Michele est mort, l’adolescent s’est défenestré. Son père, Mimí, chef de la Sacra, la mafia qui règne sur le territoire des Pouilles, cible l’objet de sa vengeance sur Nicole. En effet, la jeune fille se serait moquée de Michele et aurait envoyé promener ses déclarations d’amour répétées. Veli est le gardien de la cellule que Mimi a réservée pour ses prisonniers ; ils n’y restent que quelques jours en attendant... leur mort. Pas foncièrement mauvais, Veli accueille Nicole dans son antre. Cette proximité va déclencher un rapport inédit entre les deux êtres – Nicole surprenant son geôlier par sa spontanéité et sa candeur, tandis qu’à l’extérieur, Mimí fait régner la terreur et se laisse envahir par un chagrin devenu folie.
Quel curieux polar ! A la fois violent et sans concession, poétique et d’une incroyable beauté, il n’est pas sans rappeler la tragédie antique. L’auteur multiplie les voix et les points de vu, le résultat n’en demeure pas moins oppressant. Par son originalité, sa poésie et son efficacité, Je suis la bête est un roman dont je me souviendrai longtemps et que je ne peux que recommander. Je n’en fais pas un coup de cœur à cause d’une scène d’une effroyable répugnance et une fin que j’ai trouvée un peu emberlificotée. Si c’est un premier roman pour l’écrivain italien originaire des Pouilles, le bonhomme n’est pas un novice en littérature puisqu’il est l’un des fondateurs du centre de recherche du PEN sur la poésie contemporaine et les nouvelles formes d’écriture, et le directeur artistique du festival littéraire Poié à Gallipoli.

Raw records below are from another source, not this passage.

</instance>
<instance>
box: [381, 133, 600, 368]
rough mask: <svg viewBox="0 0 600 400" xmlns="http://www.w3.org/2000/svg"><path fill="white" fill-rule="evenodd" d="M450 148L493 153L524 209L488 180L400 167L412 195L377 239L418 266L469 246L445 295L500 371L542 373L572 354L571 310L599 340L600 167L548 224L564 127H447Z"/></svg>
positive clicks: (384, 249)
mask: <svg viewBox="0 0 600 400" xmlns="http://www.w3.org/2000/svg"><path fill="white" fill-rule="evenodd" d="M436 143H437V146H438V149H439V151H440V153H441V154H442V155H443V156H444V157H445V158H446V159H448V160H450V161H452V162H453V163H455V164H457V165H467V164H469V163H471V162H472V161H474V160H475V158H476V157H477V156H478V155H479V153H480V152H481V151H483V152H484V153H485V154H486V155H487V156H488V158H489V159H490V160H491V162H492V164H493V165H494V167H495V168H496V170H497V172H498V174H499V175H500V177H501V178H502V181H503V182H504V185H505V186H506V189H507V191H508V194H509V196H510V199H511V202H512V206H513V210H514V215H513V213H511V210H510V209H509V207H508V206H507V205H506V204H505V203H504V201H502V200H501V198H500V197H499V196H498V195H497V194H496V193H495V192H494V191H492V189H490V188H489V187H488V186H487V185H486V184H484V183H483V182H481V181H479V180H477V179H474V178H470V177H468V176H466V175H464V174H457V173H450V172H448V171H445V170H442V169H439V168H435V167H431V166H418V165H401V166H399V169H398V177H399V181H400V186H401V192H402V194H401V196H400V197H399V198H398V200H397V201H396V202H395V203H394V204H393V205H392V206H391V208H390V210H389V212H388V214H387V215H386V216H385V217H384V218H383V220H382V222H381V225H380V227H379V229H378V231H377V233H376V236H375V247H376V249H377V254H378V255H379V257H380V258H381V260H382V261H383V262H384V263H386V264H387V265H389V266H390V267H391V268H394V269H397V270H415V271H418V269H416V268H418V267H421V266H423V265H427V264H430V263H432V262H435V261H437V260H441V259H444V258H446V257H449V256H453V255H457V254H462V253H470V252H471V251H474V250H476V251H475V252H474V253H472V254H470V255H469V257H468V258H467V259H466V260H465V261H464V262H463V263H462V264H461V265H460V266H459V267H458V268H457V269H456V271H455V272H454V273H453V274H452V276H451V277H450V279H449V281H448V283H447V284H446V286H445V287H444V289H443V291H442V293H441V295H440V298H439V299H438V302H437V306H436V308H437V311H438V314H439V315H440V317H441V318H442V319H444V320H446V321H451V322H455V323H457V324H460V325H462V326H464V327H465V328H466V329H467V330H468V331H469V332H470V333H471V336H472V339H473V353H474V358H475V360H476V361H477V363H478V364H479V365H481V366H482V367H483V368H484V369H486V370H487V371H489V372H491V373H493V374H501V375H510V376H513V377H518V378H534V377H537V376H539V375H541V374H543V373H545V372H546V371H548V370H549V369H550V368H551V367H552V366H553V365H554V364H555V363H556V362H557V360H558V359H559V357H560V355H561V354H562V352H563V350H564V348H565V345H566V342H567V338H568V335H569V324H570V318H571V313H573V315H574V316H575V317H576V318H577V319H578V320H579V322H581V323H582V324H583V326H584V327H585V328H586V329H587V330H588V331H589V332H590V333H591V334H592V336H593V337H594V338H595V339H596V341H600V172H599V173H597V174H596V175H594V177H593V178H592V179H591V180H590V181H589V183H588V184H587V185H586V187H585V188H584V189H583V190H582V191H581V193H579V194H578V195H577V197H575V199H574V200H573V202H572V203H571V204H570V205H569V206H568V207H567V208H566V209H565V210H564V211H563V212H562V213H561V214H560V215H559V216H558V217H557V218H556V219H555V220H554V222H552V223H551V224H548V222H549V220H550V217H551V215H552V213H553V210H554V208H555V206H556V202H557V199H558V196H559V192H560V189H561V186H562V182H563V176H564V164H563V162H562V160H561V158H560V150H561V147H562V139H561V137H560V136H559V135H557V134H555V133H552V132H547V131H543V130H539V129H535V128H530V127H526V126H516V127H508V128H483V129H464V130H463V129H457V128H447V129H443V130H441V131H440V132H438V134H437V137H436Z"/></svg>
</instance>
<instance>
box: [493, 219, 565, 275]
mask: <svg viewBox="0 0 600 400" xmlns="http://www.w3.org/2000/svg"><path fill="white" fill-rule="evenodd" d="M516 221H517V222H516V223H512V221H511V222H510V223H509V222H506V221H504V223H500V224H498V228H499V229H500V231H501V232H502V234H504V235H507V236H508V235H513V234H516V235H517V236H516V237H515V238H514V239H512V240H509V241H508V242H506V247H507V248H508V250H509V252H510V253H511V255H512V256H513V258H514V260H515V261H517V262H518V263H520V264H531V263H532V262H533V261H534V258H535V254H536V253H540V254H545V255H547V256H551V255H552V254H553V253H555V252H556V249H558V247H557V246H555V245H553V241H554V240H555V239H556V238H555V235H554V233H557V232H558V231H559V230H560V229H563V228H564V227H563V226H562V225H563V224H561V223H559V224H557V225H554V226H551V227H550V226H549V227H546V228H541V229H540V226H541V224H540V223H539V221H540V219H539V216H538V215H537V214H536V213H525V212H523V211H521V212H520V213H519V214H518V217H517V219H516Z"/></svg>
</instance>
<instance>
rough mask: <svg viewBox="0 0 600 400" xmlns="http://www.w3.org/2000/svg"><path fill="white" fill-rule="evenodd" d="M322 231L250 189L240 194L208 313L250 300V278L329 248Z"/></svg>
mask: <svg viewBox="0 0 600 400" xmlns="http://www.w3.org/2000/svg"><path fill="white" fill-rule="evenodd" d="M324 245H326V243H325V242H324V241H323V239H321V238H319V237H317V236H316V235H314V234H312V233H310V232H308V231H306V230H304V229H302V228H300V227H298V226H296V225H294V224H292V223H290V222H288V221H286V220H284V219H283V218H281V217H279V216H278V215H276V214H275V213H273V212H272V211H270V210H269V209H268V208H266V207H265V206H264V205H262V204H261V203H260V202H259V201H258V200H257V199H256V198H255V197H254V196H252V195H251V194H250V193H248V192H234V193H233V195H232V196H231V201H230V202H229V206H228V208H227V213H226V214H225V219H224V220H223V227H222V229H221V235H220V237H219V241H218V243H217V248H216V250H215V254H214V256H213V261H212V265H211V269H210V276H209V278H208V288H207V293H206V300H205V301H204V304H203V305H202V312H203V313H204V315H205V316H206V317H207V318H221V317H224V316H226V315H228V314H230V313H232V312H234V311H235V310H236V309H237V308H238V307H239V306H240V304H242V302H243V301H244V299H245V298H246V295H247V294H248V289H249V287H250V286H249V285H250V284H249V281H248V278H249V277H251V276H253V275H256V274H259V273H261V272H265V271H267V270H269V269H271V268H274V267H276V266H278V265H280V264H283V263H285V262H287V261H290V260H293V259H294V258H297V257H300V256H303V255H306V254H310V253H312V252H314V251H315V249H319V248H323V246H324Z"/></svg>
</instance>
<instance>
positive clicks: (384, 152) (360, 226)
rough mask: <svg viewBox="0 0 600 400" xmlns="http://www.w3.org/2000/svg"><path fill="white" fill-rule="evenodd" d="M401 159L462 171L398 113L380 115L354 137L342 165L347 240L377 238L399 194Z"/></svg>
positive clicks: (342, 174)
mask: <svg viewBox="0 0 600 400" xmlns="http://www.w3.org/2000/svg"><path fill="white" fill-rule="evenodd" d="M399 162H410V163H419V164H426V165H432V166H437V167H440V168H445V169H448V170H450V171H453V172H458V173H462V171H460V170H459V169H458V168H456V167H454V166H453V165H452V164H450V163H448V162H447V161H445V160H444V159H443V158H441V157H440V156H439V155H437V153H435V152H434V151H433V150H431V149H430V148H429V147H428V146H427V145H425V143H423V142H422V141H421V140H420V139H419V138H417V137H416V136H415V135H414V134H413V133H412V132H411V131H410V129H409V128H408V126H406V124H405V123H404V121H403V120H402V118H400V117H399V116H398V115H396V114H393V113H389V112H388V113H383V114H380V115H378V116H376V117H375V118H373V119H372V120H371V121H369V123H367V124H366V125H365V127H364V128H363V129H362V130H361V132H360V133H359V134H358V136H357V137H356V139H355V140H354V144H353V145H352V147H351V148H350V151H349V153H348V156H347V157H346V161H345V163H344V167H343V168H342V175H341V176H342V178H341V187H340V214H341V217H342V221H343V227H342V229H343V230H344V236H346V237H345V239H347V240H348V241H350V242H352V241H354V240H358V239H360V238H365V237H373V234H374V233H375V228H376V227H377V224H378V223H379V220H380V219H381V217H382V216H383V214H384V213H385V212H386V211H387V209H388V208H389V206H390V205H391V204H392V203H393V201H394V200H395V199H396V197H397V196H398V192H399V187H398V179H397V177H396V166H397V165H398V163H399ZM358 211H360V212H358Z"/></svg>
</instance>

Mimí devant sa fille Arianna : « il est seulement le père de Michele, P. pour le moment il peut rien faire d'autre. Il a pas d'explication, c'est comme ça, depuis que Michele est mort, il sent qu'il a qu'un enfant, il sait pas comment l'expliquer, c'est comme ça. Puis Mimi se tait, sa fille aussi, ils se regardent. Mimi voudrait dire qu'il regrette, mais non, il n'y arrive pas, il ne sait pas pourquoi, il s'en va. Il laisse la porte ouverte. »
Veli, à propos de Nicole : « Je l'entends respirer. Je sais qu'elle ne dort pas. Et en effet elle parle bientôt, à voix basse. Ça me semble absurde de l'entendre parler ainsi, comme si c'était un acte de respect envers moi, une précaution pour ne pas me réveiller au cas où je dormirais déjà ».